Sugary beverages add extra calories, sodium, and sugar that can lead to greater inflammation. Bubbles in soda also increase bloat, which can lead to discomfort. The main culprit in this drink is sugar, which can lead to greater cravings (for more sugar) during the day, an increased appetite, energy crashes post consumption, and a higher likelihood of contracting illness. A high intake of sugar changes hormonal messages and pathways within our systems to promote inflammation and cortisol, the stress hormone. Swap soda for tea or water to flush out toxins and keep your body hydrated and bloat-free.
Not only does beer dehydrate you, but it can also lead to inflammation in the gut and increase risk of diseases, such as liver disease. Because beer also passes so quickly through the body, it can irritate the intestinal line. Plus, drinking can lead to cravings for processed foods and lower inhibitions, making it easier for you to succumb to the munchies and become even more inflamed.
5. Chinese Takeout
There's no use pretending that Chinese takeout has health benefits. Between fried meats, noodles and heavy sauces, there's too many inflammatory elements at play. However, the main offender is MSG, a property found in Chinese takeout.

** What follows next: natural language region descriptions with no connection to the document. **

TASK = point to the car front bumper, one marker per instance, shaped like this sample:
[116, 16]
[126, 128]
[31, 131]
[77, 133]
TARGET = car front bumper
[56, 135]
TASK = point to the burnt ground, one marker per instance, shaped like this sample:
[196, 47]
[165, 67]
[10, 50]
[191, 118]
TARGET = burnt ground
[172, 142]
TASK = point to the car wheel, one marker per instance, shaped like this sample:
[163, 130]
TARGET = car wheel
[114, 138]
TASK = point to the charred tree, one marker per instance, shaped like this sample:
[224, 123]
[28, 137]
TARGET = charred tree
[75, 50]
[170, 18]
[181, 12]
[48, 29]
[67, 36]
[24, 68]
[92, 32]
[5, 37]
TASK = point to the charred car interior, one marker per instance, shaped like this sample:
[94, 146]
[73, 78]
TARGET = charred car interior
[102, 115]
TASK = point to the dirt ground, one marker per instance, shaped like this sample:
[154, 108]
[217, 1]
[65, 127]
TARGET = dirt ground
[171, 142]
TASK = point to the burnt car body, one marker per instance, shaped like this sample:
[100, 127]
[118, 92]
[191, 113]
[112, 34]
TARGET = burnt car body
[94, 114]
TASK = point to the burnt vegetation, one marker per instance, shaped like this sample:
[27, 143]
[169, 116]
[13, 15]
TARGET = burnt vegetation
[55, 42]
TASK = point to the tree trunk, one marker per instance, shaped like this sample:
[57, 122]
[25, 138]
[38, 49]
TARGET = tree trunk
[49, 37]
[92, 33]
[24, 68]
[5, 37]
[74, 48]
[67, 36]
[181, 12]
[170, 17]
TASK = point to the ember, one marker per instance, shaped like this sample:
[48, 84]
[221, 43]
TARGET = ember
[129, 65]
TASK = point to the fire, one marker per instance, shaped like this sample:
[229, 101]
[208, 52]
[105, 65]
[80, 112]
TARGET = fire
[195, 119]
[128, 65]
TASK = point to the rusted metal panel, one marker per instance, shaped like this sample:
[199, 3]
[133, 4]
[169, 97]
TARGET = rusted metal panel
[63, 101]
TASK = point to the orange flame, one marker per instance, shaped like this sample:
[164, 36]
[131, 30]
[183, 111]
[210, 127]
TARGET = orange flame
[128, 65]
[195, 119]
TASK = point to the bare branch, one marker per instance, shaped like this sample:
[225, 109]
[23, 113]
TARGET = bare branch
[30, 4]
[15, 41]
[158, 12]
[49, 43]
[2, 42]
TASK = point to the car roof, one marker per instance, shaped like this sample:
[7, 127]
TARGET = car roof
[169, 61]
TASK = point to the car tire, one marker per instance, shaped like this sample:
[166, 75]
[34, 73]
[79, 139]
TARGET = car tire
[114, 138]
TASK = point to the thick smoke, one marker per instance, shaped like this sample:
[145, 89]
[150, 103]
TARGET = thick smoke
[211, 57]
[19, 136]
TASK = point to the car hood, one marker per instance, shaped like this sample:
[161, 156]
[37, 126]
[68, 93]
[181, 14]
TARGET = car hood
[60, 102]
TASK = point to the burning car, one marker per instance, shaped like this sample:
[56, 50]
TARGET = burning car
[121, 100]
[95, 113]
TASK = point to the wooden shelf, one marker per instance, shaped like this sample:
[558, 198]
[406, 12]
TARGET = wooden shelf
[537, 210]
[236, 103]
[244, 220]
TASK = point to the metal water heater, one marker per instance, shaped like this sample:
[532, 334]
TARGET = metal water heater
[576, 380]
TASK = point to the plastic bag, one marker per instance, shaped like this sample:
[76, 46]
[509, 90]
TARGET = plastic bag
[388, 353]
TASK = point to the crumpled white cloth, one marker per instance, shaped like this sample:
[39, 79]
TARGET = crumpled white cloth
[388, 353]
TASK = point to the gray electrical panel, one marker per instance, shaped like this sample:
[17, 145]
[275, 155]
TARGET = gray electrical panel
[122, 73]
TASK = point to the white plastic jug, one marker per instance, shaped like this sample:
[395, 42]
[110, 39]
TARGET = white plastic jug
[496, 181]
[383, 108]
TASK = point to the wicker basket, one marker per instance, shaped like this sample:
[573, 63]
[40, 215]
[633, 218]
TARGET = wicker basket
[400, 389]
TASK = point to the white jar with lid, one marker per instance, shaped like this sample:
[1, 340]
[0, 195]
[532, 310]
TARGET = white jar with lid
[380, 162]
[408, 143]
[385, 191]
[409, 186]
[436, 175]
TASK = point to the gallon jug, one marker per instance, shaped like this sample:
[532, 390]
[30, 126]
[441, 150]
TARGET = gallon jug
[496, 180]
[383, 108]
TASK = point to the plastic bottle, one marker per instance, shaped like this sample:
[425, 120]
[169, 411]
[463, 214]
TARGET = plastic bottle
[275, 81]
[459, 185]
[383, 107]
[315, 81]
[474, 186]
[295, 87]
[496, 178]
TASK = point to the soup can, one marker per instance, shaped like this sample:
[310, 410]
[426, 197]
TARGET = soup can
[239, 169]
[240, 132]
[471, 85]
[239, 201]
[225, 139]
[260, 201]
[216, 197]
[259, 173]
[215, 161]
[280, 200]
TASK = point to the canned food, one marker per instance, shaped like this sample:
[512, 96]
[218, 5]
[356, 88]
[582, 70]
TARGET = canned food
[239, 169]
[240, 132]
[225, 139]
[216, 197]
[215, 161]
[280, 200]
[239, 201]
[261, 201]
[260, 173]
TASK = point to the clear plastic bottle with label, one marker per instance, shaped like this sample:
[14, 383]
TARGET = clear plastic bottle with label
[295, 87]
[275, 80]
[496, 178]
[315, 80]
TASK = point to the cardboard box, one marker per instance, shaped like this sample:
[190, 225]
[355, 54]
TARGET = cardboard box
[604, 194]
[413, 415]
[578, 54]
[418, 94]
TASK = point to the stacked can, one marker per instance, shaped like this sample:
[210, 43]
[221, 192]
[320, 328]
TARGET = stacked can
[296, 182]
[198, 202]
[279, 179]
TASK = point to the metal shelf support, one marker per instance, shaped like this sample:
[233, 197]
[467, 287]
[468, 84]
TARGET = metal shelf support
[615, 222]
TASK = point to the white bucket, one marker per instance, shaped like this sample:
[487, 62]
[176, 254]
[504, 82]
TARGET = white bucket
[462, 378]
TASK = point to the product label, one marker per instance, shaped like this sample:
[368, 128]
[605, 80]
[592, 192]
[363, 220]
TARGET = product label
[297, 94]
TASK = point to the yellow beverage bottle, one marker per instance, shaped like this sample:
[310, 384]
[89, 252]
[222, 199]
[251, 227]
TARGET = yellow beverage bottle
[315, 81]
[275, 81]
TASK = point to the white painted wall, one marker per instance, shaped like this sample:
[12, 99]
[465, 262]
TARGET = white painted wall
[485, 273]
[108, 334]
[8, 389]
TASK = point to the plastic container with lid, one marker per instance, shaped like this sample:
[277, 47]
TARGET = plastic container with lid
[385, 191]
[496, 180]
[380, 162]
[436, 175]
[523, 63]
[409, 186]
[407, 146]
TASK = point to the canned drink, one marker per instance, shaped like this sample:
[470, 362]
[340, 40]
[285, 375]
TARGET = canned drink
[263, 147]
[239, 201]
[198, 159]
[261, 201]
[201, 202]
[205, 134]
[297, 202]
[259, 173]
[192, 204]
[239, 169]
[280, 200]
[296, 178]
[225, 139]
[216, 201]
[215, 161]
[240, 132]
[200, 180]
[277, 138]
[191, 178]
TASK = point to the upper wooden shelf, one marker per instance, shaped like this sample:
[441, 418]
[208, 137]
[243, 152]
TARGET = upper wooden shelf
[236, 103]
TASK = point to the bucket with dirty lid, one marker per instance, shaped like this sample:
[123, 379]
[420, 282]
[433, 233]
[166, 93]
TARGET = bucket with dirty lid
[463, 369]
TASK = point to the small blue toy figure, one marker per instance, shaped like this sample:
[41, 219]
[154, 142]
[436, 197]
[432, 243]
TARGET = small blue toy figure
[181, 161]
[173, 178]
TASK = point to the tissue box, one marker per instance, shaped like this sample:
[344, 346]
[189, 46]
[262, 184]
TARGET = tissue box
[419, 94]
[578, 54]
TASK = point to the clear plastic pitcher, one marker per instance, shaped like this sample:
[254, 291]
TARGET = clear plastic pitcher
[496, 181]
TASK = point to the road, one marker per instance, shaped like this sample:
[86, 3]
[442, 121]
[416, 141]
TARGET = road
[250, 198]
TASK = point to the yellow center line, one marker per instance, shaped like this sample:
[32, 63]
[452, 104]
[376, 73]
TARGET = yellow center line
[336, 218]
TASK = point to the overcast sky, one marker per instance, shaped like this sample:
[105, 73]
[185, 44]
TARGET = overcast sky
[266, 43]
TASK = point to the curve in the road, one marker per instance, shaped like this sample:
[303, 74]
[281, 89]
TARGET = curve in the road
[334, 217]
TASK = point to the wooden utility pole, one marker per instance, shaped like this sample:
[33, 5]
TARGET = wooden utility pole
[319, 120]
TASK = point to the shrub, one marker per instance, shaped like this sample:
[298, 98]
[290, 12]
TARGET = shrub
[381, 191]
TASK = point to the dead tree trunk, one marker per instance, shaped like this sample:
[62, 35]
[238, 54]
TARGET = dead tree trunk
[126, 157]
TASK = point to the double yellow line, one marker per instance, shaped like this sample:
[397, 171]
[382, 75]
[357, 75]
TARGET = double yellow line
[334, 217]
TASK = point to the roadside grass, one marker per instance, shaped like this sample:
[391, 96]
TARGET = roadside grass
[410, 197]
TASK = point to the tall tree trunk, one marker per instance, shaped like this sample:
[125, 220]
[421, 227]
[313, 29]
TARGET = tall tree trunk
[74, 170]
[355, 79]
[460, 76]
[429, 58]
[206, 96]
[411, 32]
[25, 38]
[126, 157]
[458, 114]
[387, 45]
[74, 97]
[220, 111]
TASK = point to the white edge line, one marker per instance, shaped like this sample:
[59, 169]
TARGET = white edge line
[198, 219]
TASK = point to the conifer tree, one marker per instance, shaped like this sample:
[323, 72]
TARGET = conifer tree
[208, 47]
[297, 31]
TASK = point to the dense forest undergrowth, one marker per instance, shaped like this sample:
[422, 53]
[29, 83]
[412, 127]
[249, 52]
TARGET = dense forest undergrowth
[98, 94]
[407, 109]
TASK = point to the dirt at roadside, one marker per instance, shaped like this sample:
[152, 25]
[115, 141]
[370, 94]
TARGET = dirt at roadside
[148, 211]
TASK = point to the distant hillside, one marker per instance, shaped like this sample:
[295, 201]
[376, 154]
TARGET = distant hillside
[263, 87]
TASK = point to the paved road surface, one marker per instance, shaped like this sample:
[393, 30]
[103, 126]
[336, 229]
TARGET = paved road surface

Experts say that MSG can lead to diseases and enhance the negative symptoms of chronic illnesses. So skip the takeout and whip up a healthy stir fry at home with vegetables, lean meats or tofu and a low-sodium sauce.
While cheese is an excellent source of protein and calcium, it can cause inflammation in people who are sensitive to dairy or are lactose-intolerant. It can cause acne and blotchiness in the skin, as well as abdominal discomfort. Casein, a protein found in dairy products, such as milk, cheese and yogurt, can have inflammatory properties. However, Greek yogurt may decrease inflammation, due to its probiotic, gut-promoting bacteria strains. It's best to eat dairy that's free of additives and hormones, if at all, and healthy lifestyle coach, Michelle Dooley, shares "I make sure to choose organic and local (when possible)," over email with Bustle.
7. Vegetable Oil
Omega 3's are full of anti-inflammatory properties, but omega 6 fatty acids are major inflammatory offenders. Experts suggest that an excess concentration of omega 6's can be harmful for your help. They are found predominantly in vegetable oils, such as corn, safflower, sunflower, and canola, and can lead to blood clotting and heart disease. Eat more foods and oils with omega 3 fatty acids to balance out the ratio for optimal health and decreased inflammation.

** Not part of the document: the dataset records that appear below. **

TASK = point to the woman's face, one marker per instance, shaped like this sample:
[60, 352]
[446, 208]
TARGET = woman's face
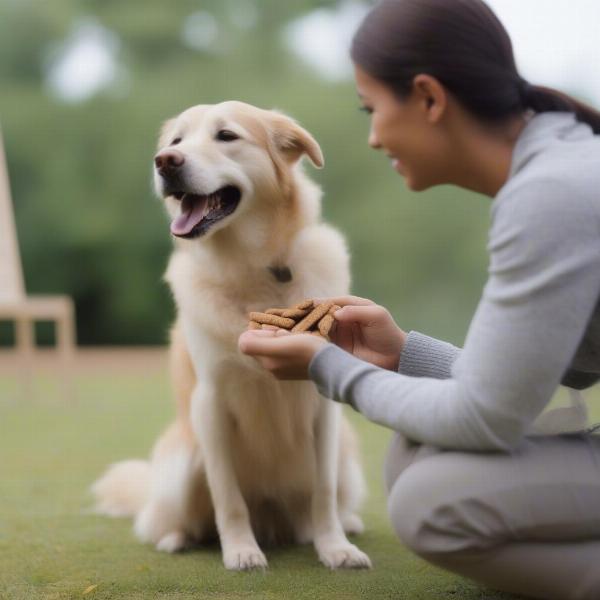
[403, 130]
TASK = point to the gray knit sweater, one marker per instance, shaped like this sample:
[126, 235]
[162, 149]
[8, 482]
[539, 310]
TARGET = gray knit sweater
[537, 323]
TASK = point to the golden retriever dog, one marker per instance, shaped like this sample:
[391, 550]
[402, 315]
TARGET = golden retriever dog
[249, 458]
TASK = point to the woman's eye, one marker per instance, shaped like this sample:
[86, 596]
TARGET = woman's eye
[224, 135]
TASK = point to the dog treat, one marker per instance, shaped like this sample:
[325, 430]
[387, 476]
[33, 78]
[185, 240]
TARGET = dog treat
[295, 313]
[325, 324]
[313, 317]
[266, 319]
[303, 317]
[308, 303]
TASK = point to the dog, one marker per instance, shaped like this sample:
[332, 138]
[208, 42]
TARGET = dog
[249, 458]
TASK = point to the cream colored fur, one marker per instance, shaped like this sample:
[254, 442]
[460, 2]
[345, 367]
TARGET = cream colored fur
[249, 458]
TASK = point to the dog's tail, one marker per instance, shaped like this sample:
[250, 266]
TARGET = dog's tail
[123, 489]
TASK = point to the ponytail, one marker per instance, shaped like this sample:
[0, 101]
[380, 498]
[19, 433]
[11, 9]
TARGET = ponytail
[544, 99]
[461, 43]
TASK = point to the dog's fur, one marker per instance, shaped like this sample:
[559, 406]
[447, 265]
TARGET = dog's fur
[249, 456]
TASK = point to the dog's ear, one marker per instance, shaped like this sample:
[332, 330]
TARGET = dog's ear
[293, 141]
[165, 133]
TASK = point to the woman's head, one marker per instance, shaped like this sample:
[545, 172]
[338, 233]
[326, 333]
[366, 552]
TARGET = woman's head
[455, 51]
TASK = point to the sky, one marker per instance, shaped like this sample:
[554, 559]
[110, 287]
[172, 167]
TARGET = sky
[555, 44]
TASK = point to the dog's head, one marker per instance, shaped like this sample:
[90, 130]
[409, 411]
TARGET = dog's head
[216, 162]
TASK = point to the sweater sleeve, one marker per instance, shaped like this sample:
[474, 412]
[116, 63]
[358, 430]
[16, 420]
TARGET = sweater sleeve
[542, 288]
[424, 356]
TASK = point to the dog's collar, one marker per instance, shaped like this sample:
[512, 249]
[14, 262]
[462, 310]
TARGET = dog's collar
[282, 274]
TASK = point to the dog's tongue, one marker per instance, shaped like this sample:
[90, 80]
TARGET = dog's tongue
[193, 210]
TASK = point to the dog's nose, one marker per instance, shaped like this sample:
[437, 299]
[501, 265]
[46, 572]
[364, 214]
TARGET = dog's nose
[168, 161]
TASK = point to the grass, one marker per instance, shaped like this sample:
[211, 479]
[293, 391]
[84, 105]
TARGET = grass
[52, 547]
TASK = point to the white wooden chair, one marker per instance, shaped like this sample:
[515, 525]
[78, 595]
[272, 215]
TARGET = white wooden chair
[16, 305]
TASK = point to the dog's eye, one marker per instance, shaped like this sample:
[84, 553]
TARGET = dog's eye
[224, 135]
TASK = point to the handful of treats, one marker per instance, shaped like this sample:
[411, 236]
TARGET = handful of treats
[304, 317]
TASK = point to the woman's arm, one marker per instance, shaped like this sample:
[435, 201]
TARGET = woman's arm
[544, 281]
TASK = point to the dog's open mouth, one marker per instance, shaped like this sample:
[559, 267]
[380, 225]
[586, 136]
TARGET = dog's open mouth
[200, 212]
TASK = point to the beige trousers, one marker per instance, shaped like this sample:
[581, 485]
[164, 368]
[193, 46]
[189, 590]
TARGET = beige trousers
[527, 522]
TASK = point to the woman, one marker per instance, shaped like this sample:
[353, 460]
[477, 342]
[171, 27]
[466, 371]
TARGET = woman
[470, 488]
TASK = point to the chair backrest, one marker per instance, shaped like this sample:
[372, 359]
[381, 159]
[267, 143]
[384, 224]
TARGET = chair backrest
[12, 285]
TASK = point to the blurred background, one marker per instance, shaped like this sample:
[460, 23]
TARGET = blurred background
[85, 85]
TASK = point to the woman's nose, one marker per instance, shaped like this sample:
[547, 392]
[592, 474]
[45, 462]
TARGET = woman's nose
[373, 141]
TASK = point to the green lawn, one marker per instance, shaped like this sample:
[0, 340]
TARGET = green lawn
[52, 547]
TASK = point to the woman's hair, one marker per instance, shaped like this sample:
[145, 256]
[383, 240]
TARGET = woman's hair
[465, 47]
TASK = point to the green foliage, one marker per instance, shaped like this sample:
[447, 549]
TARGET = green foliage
[87, 219]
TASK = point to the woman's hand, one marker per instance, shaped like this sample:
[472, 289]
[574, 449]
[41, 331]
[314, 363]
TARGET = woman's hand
[286, 355]
[367, 331]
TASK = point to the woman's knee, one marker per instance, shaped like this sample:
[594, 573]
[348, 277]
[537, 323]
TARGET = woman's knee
[401, 454]
[430, 515]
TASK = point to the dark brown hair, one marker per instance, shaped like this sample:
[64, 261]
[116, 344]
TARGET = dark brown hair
[465, 47]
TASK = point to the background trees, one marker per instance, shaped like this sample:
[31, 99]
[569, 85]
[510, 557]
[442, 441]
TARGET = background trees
[87, 219]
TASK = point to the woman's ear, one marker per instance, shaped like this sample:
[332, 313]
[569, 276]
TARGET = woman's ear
[292, 141]
[432, 94]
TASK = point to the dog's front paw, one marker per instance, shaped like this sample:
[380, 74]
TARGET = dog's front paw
[244, 558]
[343, 555]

Research shows that tropical fruits may lead to inflammation due to their high sugar content. These include mango, papaya, oranges and bananas, as well. While these fruits are full of fiber, digestive-aiding properties, and potassium, the high fructose content could affect people who are diabetic, and thus should be limited if any blood sugar problems exist.
9. Grain-Fed Meats
Red meat, in excess, can lead to inflammation and higher risk of disease, such as heart and cancer. There are also additives and chemicals found in the substance that the animals fed on, which in turn are bad for our health. If consuming meat, it's best to buy grass-fed and organic versions, as they are more nutritious and actually offer anti-inflammatory benefits from the omega 3 fatty acids.

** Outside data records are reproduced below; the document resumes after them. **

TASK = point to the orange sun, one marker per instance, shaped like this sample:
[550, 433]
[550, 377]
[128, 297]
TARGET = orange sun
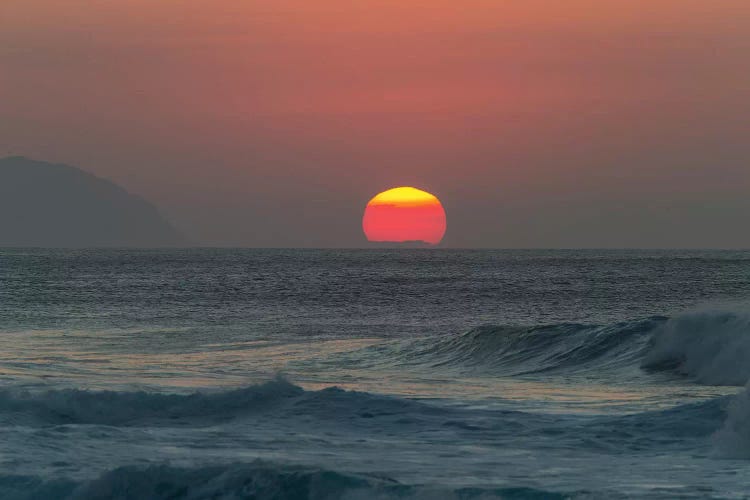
[404, 214]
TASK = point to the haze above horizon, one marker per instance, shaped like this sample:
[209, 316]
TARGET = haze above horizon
[536, 124]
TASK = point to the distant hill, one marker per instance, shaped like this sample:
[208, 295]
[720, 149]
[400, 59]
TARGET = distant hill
[52, 205]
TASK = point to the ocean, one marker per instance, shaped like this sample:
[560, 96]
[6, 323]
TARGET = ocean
[357, 374]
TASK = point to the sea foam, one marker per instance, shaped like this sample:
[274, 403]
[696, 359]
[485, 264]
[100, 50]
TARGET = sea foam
[712, 348]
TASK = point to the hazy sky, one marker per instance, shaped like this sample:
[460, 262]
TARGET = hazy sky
[581, 123]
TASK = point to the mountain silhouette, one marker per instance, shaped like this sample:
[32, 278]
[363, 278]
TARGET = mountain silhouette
[52, 205]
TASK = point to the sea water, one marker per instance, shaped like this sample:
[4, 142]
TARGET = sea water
[220, 373]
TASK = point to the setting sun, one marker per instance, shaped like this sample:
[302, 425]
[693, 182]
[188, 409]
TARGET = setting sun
[404, 214]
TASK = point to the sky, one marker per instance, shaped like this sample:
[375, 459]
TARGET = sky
[585, 123]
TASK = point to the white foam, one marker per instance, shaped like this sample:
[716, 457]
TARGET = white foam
[712, 347]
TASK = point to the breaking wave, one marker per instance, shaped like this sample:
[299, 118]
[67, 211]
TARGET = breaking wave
[708, 347]
[252, 480]
[712, 348]
[74, 406]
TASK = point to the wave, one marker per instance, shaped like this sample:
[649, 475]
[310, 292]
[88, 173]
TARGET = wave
[706, 347]
[733, 439]
[251, 480]
[561, 347]
[74, 406]
[712, 348]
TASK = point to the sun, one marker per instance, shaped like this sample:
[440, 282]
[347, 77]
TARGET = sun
[404, 214]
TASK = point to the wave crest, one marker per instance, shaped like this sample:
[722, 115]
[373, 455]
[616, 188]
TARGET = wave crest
[712, 348]
[73, 406]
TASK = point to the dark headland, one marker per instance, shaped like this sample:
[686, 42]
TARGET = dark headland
[52, 205]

Eating any of these foods in moderation is fine, depending on what health issues you may or may not have, but if you've been feeling unlike yourself lately with symptoms of indigestion, fatigue, or headaches, it might be good to consider cutting back on some of these potentially inflammatory foods. When paired with sticking with a regular sleep and exercise schedule, limiting stress, focusing on relaxation techniques and enjoying happy moments with friends and family, you may find you feel better in no time.